Cancer-immune coevolution dictated by antigenic mutation accumulation

Reviewer #1 (Public review):

Summary:

The topic of tumor-immune co-evolution is an important, understudied topic with, as the authors noted, a general dearth of good models in this space. The authors have made important progress on the topic by introducing a stochastic branching process model of antigenicity/immunogenicity and measuring the proportion of simulated tumors that go extinct. The model is extensively explored, and the authors provide some nice theoretical results in addition to simulated results.

Major comments

The text in lines 183-191 is intuitively and nicely explained. However, I am not sure all of it follows from the figure panels in Figure 2. For example, the authors refer to a mutation that has a large immunogenicity, but it's not shown how many mutations, or the relative size of the mutations in Figure 2. The same comment holds true for the claim that spikes also arise for mutations with low antigenicity.

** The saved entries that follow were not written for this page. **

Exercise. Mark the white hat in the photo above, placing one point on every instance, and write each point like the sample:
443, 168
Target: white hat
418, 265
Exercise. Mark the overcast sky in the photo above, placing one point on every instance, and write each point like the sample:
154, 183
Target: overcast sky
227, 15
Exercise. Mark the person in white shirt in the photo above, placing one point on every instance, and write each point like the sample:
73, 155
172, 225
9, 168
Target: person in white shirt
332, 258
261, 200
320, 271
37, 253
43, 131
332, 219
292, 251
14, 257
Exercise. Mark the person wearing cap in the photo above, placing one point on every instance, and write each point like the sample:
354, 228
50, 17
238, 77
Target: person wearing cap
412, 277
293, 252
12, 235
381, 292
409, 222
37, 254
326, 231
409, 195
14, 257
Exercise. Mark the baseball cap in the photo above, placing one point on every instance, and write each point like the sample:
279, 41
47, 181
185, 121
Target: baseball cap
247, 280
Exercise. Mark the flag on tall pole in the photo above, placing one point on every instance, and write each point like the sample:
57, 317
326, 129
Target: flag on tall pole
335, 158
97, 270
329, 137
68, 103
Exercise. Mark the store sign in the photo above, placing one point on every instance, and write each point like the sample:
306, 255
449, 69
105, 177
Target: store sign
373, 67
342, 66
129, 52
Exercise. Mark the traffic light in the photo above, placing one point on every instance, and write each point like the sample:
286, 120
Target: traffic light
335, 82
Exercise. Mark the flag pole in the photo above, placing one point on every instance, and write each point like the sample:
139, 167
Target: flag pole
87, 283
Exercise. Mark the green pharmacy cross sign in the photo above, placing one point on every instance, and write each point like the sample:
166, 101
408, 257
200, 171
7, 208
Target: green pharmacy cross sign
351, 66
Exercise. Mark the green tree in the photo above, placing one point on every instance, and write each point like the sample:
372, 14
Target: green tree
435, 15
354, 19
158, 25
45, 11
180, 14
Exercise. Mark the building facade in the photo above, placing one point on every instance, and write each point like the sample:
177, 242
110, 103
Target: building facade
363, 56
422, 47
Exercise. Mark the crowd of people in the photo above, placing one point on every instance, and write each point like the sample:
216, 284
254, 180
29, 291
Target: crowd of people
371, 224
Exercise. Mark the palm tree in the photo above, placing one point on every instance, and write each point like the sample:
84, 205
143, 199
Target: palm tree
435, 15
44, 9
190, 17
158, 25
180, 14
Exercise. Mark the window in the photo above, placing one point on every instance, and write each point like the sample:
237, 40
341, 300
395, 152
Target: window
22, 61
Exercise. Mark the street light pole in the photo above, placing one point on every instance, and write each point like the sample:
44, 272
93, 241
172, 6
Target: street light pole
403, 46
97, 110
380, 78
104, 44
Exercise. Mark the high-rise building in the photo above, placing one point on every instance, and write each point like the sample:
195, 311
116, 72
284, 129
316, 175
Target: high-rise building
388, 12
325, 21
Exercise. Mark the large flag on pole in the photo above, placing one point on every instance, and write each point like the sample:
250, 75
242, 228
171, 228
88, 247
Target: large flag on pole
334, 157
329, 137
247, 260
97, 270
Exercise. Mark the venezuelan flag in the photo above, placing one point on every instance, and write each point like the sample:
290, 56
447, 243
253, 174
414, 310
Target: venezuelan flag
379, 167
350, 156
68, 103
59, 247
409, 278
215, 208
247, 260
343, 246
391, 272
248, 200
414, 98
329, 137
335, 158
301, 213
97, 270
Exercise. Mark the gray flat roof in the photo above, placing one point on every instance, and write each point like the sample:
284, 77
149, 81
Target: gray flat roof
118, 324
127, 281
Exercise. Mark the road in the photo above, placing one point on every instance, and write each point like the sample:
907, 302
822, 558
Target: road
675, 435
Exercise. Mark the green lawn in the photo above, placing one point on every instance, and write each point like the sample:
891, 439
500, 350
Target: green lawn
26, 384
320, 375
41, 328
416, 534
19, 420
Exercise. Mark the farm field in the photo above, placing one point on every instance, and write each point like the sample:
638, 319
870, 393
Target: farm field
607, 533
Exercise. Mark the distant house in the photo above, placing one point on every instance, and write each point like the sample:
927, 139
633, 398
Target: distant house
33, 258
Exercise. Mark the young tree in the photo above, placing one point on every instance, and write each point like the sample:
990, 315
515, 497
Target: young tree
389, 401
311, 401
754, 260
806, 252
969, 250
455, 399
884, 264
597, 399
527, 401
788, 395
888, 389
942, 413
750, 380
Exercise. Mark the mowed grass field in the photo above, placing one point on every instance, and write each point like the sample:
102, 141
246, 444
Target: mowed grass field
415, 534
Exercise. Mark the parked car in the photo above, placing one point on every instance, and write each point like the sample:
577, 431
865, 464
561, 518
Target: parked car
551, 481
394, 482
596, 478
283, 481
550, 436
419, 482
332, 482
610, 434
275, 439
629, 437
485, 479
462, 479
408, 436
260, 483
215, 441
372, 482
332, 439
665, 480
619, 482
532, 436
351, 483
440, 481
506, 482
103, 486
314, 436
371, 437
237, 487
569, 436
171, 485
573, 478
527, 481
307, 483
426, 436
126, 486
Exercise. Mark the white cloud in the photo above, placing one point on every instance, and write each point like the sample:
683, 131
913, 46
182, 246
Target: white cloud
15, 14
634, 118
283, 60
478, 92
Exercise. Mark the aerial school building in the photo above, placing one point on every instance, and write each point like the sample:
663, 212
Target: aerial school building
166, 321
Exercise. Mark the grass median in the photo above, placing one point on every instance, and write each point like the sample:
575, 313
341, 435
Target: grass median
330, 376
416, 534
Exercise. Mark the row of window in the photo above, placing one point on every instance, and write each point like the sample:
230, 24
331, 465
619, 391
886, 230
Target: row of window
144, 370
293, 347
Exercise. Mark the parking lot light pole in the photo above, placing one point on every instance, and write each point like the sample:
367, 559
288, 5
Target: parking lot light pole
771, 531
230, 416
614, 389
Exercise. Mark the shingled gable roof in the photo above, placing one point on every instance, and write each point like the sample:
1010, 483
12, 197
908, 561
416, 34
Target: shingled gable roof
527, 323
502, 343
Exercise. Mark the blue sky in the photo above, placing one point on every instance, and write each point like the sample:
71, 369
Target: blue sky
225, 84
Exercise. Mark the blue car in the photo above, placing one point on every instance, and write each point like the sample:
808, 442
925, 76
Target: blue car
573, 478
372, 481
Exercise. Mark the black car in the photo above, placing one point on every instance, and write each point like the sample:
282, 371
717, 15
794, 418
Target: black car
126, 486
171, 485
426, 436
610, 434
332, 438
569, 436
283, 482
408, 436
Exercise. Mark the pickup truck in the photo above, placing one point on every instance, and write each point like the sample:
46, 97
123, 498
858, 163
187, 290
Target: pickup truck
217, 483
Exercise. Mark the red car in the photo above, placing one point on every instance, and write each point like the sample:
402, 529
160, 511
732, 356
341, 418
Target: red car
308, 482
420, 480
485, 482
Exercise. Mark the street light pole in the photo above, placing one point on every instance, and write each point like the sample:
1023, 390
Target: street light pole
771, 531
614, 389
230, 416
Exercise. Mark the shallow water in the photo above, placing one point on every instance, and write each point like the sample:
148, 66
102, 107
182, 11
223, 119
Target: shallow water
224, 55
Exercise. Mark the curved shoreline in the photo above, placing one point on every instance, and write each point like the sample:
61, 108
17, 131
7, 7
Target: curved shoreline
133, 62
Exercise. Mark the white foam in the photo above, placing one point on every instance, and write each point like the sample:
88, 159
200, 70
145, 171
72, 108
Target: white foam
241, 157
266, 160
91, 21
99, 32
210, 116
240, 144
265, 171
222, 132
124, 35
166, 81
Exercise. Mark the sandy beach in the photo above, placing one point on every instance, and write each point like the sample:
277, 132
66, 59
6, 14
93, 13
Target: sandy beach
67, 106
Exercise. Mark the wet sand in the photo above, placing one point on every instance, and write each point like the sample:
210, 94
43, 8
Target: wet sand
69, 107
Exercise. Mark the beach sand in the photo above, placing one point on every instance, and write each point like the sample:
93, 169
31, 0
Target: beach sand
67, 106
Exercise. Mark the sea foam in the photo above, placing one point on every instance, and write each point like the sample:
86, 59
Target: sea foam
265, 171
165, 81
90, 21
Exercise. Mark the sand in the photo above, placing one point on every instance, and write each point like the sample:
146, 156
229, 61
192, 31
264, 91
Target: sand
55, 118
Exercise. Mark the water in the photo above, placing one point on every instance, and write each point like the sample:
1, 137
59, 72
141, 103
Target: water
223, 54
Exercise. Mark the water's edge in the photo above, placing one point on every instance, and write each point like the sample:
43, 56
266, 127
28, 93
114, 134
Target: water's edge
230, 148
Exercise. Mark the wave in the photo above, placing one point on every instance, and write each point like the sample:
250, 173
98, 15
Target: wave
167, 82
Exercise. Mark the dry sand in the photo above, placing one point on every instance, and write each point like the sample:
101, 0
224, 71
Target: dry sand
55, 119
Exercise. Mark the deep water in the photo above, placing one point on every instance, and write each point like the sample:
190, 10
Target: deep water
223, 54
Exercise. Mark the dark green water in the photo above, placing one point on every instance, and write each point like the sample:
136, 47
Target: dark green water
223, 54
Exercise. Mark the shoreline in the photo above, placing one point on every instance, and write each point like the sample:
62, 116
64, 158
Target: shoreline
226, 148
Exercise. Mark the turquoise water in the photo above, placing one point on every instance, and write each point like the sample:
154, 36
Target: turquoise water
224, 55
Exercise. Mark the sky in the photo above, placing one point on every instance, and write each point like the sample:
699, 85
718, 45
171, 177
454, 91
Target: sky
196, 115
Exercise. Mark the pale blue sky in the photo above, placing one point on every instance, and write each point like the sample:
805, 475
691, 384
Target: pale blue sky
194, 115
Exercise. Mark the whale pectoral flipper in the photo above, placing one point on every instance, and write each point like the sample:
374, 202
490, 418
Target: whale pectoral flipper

Reviewer #2 (Public review):

Summary:

In this work, the authors developed a model of tumour-immune dynamics, incorporating stochastic antigenic mutation accumulation and escape within the cancer cell population. They then used this model to investigate how tumour-immune interactions influence tumour outcome and summary statistics of sequencing data.

Strengths:

This novel modeling framework addresses an important and timely topic. The authors consider the useful question of how bulk and single-cell sequencing may provide insights into the tumour-immune interactions and selection processes.

Weaknesses:

One set of conclusions presented in the paper is the presence of cyclic dynamics between effector/cancer cells, antigenicity, and immunogenicity. However, these conclusions are supported in the manuscript by two sample trajectories of stochastic simulations, and these provide mixed support for the conclusions (i.e. the phasing asynchrony described in the text does not seem to apply to Figure 2C). Similarly, the authors also find immune selection effects on the shape of the mutational burden in Figure 5 D/H using a qualitative comparison between the distributions and theoretical predictions in the absence of immune response. However the discrepancy appears quite small in panel D, and there are no quantitative comparisons provided to evaluate the significance. An analysis of the robustness of all the conclusions to parameter variation is missing. Lastly, the role of the Appendix results in the main messages of the paper is unclear.